Gill Bates face was getting redder and redder with every word his accountant was uttering. Finally, he could take it no more; he shouted: “ENOUGH! I heard enough. What are you goons doing about this mess? What do I pay you for? I want you all to go away and think of how we are going to fix this problem. I also want you to assemble a multi national team of lawyers to defend me against all these arrest warrants and allegations. In the meantime, I want you to search the whole world for Claire; I want her punished for misleading me. I also want that Bawtree to be taken care of good and proper; he made a fool of me. I want Walter Patch to suffer, but not physically harmed mind, for setting this trap for me, I know it was a trap, he is too smart not to have known about the 3-D problem”.

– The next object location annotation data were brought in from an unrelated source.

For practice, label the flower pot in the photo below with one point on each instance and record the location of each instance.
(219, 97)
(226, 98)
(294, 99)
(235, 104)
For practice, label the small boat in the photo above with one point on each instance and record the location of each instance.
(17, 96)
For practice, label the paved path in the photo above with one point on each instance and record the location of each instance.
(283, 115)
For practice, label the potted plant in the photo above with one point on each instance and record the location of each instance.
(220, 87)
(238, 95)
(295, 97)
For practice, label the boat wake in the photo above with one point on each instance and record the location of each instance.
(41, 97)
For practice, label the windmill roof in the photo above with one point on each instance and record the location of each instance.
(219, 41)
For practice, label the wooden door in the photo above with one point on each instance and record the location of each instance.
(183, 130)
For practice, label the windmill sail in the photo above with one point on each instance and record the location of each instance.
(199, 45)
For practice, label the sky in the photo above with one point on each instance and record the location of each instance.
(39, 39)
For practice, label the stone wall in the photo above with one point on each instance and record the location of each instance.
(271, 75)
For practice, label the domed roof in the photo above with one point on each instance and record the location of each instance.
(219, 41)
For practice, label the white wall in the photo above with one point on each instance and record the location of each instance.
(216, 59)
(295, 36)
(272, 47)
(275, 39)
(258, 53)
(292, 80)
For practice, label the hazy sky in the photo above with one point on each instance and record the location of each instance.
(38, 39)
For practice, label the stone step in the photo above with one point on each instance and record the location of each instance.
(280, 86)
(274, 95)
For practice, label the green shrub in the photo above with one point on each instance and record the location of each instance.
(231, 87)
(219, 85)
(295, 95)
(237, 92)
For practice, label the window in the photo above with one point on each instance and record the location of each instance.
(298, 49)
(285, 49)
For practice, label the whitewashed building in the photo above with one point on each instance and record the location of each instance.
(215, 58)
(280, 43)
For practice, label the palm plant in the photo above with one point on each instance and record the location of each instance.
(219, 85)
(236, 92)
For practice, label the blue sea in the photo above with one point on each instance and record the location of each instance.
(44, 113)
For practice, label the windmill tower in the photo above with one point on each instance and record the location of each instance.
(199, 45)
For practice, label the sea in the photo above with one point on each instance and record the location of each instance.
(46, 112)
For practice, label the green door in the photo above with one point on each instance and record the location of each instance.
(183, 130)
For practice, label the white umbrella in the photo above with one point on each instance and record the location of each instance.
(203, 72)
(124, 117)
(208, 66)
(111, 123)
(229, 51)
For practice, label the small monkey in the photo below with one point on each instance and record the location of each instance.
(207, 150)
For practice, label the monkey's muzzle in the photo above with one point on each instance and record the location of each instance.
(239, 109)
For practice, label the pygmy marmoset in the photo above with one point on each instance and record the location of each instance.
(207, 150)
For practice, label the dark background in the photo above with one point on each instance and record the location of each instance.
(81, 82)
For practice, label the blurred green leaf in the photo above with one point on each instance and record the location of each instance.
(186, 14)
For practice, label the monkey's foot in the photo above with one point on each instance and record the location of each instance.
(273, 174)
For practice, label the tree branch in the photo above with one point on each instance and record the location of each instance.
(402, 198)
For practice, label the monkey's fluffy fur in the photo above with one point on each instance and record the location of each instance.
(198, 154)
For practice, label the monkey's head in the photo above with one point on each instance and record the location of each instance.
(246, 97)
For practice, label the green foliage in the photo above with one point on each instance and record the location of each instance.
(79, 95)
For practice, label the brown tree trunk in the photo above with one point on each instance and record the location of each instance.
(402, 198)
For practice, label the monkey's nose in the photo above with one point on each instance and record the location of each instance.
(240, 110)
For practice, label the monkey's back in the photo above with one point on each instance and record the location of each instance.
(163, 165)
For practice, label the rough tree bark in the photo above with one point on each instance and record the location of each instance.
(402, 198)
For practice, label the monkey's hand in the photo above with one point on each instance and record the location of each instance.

One of Gill Bates sidekicks, Slimy Sami volunteered a small piece of information: “actually Mr Batesh shir, Walter ish no longer Patch; he ish now known ash Walter Dampatch on account of marrying a woman called Rieshling Damp”. Gill Bates started to froth at the mouth: “Why didn’t anyone of you goons tell me this before? No wonder I lost track of him over the last few weeks! Heads will roll for this, I promise you. Now clear off, the lot of you, I am surrounded by a bunch of amachers!”.

The meeting broke with the advisers scuttling out and accusing one another for not doing their jobs properly. Gill Bates went straight home for a cuddle with his mother who always made him feel better about this hateful world.

On Tuesday 1 April 2008, Walter and Riesling received a letter from the President of Tayta Car Company. It said:

Dear Mr and Mrs Dampatch,

Thank you for writing to us about your CarCom invention.

After due consideration, I would welcome the opportunity to meet with you in order to discuss how we might work together with a view to incorporating your invention into our entire range of Tayta vehicles. I have instructed our Tayta Chief Executive in the UK to contact you to arrange for a preliminary meeting in the UK before we arrange for advanced discussions here in Amman. I look forward to meeting you in the next few weeks.